After medication, I think they say the first 90 days are most vital to recovery, if you maintain sobriety in this time your chances of relapse reduce dramatically. Thankfully, I was one of the lucky ones who managed not to relapse.
How did I manage this? That’s a good question and I think mainly what stuck with me was how ill I was with my anxiety levels and my mental health deteriorating, panic attacks, not sleeping, heart beating so fast at times lying in bed on occasions, and just waiting for it to pack in. Not to mention the knock-on effect to family, friends, and work, basically everything. It makes you toxic. I’ll always remember thinking that I never ever want to feel like that again. It’s just not worth it! A 20 min buzz for it all to get out of control. I’m not wired up in the head properly to just have one, like many people out there, one turns into a full session or let’s say constant drinking until further notice.
Talking openly is a massive comfort and great therapy. I had counseling for many years, one on one…I never opted for AA as it didn’t feel right for me….but talking and talking and more talking is so good for your recovery and still is today even after 6 years and always will be moving forward as addiction needs to be managed daily.
I have been running my own business now for the last 5 years which is one of many things that spur me on, I don’t have kids but there are many other reasons for me to carry on with my recovery, and recovery I will be in for, for all my life!
Life has just got better and better and so much easier, but of course, not without its challenges.

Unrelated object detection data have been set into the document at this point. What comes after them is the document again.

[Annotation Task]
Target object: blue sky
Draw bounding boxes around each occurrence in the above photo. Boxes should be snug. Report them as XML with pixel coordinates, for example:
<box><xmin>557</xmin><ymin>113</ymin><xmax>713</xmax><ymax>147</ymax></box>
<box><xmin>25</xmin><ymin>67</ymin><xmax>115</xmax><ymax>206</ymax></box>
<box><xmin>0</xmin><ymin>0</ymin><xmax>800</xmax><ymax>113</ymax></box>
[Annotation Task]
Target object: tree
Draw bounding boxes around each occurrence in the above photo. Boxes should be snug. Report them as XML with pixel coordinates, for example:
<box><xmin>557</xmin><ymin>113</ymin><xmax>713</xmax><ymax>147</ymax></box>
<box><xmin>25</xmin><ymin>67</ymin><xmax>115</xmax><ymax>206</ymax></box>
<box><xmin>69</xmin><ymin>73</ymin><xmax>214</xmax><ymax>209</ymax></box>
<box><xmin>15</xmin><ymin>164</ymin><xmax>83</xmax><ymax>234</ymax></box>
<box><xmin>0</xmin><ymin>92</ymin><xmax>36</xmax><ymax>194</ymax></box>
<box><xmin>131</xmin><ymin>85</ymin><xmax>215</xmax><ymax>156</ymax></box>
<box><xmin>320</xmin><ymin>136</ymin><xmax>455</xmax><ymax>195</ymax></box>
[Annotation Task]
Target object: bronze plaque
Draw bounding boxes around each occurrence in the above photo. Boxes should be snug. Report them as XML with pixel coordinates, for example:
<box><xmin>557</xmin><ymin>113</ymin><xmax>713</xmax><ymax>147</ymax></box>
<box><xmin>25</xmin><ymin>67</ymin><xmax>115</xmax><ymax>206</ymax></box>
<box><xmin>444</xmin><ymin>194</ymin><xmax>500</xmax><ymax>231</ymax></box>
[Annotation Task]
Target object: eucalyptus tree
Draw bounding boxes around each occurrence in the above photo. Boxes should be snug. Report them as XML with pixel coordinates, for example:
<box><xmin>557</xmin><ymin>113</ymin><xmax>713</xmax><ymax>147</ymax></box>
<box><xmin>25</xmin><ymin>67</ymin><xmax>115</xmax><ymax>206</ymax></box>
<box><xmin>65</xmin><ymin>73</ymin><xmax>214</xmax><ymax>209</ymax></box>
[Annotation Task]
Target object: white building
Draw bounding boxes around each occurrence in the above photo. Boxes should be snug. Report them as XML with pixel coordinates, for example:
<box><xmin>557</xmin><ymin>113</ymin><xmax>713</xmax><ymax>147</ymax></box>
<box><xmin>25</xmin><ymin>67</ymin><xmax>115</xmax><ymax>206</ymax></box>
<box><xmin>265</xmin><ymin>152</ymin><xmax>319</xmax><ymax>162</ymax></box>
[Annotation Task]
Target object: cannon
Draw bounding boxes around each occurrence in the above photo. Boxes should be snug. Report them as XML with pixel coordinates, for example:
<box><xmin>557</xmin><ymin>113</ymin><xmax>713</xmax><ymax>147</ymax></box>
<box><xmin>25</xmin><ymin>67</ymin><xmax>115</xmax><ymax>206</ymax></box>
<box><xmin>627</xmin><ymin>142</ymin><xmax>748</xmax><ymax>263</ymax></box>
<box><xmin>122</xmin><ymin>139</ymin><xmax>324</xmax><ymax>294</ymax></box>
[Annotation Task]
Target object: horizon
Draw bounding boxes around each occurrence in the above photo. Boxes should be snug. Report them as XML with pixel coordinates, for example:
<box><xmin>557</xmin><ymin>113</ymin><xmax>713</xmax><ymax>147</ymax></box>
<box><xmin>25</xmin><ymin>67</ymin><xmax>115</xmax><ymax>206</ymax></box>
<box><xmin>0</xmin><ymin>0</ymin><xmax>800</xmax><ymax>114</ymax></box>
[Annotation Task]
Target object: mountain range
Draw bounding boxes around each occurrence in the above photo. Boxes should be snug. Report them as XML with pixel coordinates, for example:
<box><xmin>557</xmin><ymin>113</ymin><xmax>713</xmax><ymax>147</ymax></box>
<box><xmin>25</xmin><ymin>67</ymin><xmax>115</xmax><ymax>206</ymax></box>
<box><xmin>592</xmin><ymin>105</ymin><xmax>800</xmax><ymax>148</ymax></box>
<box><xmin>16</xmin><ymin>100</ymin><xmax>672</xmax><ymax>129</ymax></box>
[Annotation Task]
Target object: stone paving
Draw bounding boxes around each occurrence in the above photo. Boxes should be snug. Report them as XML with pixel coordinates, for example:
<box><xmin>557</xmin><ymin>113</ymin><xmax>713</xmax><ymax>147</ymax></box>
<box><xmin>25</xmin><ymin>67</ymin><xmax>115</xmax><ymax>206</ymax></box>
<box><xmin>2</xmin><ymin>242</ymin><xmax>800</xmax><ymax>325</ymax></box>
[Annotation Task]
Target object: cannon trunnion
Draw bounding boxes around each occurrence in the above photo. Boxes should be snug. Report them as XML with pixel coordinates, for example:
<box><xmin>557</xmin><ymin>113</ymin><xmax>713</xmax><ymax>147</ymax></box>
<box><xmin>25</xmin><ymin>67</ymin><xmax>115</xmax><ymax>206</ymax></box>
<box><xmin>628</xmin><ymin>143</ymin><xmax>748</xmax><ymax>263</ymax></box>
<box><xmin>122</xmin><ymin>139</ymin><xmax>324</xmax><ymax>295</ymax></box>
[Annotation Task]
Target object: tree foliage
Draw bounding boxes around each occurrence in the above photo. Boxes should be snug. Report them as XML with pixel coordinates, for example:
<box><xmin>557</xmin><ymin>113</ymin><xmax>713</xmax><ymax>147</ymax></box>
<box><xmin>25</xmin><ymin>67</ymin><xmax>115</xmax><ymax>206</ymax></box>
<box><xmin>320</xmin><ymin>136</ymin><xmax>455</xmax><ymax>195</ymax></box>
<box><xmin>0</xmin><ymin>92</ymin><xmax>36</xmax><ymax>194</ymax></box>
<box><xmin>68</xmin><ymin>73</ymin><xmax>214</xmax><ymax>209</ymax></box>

Specific challengeds that I have faced recently are the loss of my mother and brother, both due to alcohol-related. These were sure a test and the drink devil reared his ugly head trying to tempt me back, but I told him to do one and just thought of how much worse I would feel with the added extra of alcohol anxiety….so I didn’t touch a drop…it’s something I’ve brainwashed myself into thinking to stop me going back. It’s easier for some than others to do this I know, but there is a way out, but you must speak up! There is no shame or embarrassment in addiction it’s an illness/disease, I’m living proof. I’ve waited a long time, but I am now the man I’ve always wanted to be. Sobriety works for me and it can for you too…
It gives me great pleasure to try and help others, if you follow me on Instagram @paul_sober_harris here I share my stories and offer my best advice.
Keep well, and remember..speak up,
There is strength in everybody to overcome addiction…you just have to find it, you have to speak up, there is no shame or embarrassment in this. Once you start recovery don’t think of the past don’t think of the future be here now 1 day at a time or even 1 hour at a time…it can be done I’m proof….but remember to speak up…especially us men, not enough of us are coming forward……you’ve got this…and you’re not alone!
Go to therapy, if AA is not for you just 1 on 1 it really does help, become a member of a sober community like on Instagram it is so helpful, read inspirational stories wherever you can, There’s a guy on Instagram Darren at variety_n_sobriety who’s releasing a book 27th August Finding your Sober Bubble, I’ve had an exclusive read such a great book for all types of recovery stages. Basically just read up on all aspects of recovery.